The precise spatial organization of the heart across molecular, cellular, and tissue length scales underpins cardiac function. Recreating this architecture in engineered heart tissues remains a central challenge, as cardiac morphogenesis involves tightly coordinated, self-organizing programs governed by spatiotemporal biochemical, electrical, and mechanical cues. Although engineered cardiac systems have advanced substantially over the past two decades, most fail to recapitulate the dynamic spatial heterogeneity of the native myocardium. As a result, engineered constructs often exhibit immature phenotypes, impairing both tissue models and clinical applications. Here, we examine the principles and technologies that enable spatial control in cardiac tissue engineering.

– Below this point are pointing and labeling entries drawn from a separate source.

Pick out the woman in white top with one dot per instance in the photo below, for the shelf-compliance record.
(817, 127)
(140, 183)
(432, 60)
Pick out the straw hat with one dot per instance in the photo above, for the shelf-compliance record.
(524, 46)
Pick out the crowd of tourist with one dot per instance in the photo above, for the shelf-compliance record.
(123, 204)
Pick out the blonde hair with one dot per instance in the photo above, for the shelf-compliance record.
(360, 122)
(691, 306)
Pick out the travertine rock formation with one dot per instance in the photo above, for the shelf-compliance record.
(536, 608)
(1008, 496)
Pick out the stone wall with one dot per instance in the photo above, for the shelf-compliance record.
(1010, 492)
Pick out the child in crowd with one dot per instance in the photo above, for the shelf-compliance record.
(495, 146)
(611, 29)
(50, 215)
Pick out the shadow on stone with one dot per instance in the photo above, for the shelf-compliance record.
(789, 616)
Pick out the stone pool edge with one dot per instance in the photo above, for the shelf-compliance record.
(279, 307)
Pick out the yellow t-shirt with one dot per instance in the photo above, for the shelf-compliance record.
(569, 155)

We first outline how spatial patterning arises in the native heart and distill design criteria relevant to engineered systems. Next, we summarize recent progress in the field including emerging applications of engineered heart tissues in organ-on-a-chip platforms and regenerative therapies. We then overview current approaches for guiding tissue organization, spanning biomolecular techniques that leverage morphogen gradients and multicellular signaling, electromechanical conditioning methods that promote cardiomyocyte alignment and maturation, and bioengineering platforms-including microfabrication, microfluidics, and bioprinting-that impose defined architectures and spatiotemporally controlled cues. We highlight how bottom-up self-organization and top-down engineering approaches are increasingly combined to generate hybrid systems that integrate user-defined structure with endogenous tissue assembly. Finally, we discuss the limitations of current-generation engineered tissues and speculate on future directions for the field, including adaptive and predictive design strategies. Collectively, these developments highlight spatial control as a central requirement for achieving the full capabilities of engineered cardiac tissues across basic and translational applications.